しかし、ここでヘルメリルに異変がおきた。
「ご、ごくろう……なこと、だ。こと……――ぶふぅっ!!」
なにかをきっかけに肩を震わせたかと思えば、鉄の面の如き冷然が刹那のうちに破顔する。
そして水を打ったような闇に鈴を転がすが如く陽気な笑い声が木霊した。
「あーはっはっはっは! くぅっ……く、くくっ、ぷはははははっ!」
「メ、メリー?」
驚き竦むリリティアをよそに、ヘルメリルは文字通り腹を抱えて笑う。
「そっ、ぷふっ……ぐっ、その顔をやめ……やめ……ぷっ、あーははははっ!!」
その指が指し示した先にいたのは、明人だった。
もはや形容することができないほどに変顔をした明人によってヘルメリルは貶められていた。
飲み友だちの同士。対面することで勝負ははじまる。
まさかこのシリアスな空気で笑わせにこないだろうという油断は、笑いをより高みへと押し上げた。
堪えきれなくなった時点でヘルメリルの敗北だった。
「よーし、オレの勝ち。あー、目に汁が……メリ汁が入った」
明人は堪えきれず吹き出されたヘルメリルの飛沫を拭う。
すると待機しているユエラが白い布を渡してくる。
「なによメリ汁って……。アンタいい加減、私の国の女王様で遊ぶのやめてくれない?」
「だって押すとなるおもちゃみたいで面白いだろ?」
「呪われればいいわ」
ゲラゲラ、と。ヘルメリルは目にうんと涙を浮かべて笑い転げた。
それを誘いの森に住む物好きが呆れた感じで眺めている。
「明人さん、ユエラ。これからも一緒にいていただけますか?」
そう言って、リリティアは白いスカートの裾を持ち上げてお上品にお辞儀をした。
「当然じゃない。私は冥府の底から助けてもらって、ずっとリリティアと一緒にいるって決めてるもの」
腰に手を当て、ユエラは僅かに頬を緩めながら彩色異なる瞳を瞬かせる。
些細なすれ違いが生んだ、およそ14日間に及ぶ仲違い。
仲睦まじく手を合わせてはしゃぐふたり。それを横目に明人は、手のなかで丸まってしわくしゃになったとある物の存在を思いだす。

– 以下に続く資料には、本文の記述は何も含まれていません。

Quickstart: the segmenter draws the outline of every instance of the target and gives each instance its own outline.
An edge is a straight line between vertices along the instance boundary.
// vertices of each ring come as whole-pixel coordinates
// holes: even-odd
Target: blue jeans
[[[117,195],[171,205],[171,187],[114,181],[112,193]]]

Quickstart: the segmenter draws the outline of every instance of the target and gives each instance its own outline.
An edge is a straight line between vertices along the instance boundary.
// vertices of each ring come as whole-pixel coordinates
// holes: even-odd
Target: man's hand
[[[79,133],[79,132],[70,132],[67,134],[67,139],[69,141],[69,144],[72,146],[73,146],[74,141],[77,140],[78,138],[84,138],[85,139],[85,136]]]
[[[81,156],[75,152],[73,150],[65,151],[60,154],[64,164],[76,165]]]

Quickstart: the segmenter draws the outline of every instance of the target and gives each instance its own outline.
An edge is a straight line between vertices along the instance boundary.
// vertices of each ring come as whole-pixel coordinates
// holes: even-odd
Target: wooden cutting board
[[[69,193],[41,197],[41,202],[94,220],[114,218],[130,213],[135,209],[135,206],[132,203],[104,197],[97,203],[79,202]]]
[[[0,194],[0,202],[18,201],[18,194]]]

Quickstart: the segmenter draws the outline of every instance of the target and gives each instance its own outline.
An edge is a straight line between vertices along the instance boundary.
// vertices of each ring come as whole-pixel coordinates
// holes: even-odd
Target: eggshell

リボンと言うにはいささか長過ぎる、露天で買った安物の長細い布だ。その額驚きの1000ラウス。手の皮がひき肉になるまで努力して得た指輪と比べれば、天と地。雑な贈り物。
ニヤつくユエラを知りつつも、明人はしばし散りばめられた星々に視線を泳がせてどうしたものかと考える。
「? なんです? それ?」
ひょこっ、と。リリティアが彼の肩越しに青いリボンを覗き見た。
ここまできたら明人とて覚悟を決めざるを得ぬ。
そして、断腸の思いで青いリボンを差し出した。
「っ! あっ……ああ、コレあ、あげる……」
すると、リリティアも何事かと目をぱちくりさせた
差し出されたリボンを両手でそっと受けとる。
「これは……?」
雑な品を、ムードの欠片もなく、雑な手渡しだ。
もう少しやり方があっただろう、なんて。後悔してももう遅い。
「あー、そのえーっと……い、いちおうオレの稼いだお金でだなー……買ったんだけどもぉ。ほっ、ほらっ! もっとオシャレを……その……いや、喧嘩した原因もこっちにあるというかなんというか……」
がったがたの歯切れが悪すぎる照れ隠しをしてしまう。
明人は火照って赤くなっているであろう顔を背けて逃げた。
「あー、でも気に入らないんだったら別に――そっ、そうだ! ショットガンのストラップにでもしちゃおうかなぁ!」
「…………」
明人がリボンを取り上げようと手を伸ばした瞬間だった。
視界に映った光景に言葉を失う。
「ふふふ~、ま~た泣かした~! 女泣かせ~!」
すぐさまユエラが後ろ手に屈んで茶化しにかかった。
そのすぐ隣。呆然とリボンを見つめる金の瞳。
流れ出る、ひと筋の涙がキラリと光る。
頬をつたい煌めく線はふっくらとした頬を濡らす。
「そ、そんなにイヤですか!? 泣くほどですか!?」
明人はもう驚天動地の粋に達して全力の後悔を刻んでいた。
なのにリリティアは声すら上げず。しんしんと涙する。
「八百万の神よ!! 1分くらいでいいから時間を巻き戻してくれえええ!!」
もうこうなったらどうしようもない。慌てふためいた挙げ句に天へ願いを丸投げにした。
焦り、泡立った脳裏によぎる1つの言葉。選択ミスからのバッドエンド。
「どう? アイツ、リリティアと別れてからスゴイがんばってたわ。あの包帯の下なんてズタズタになってるんだから」
さほど価値のない粗末な贈り物。稼いだ額に見合わずとも、それはたったひとりのためだけを思って奮闘した戦利品である。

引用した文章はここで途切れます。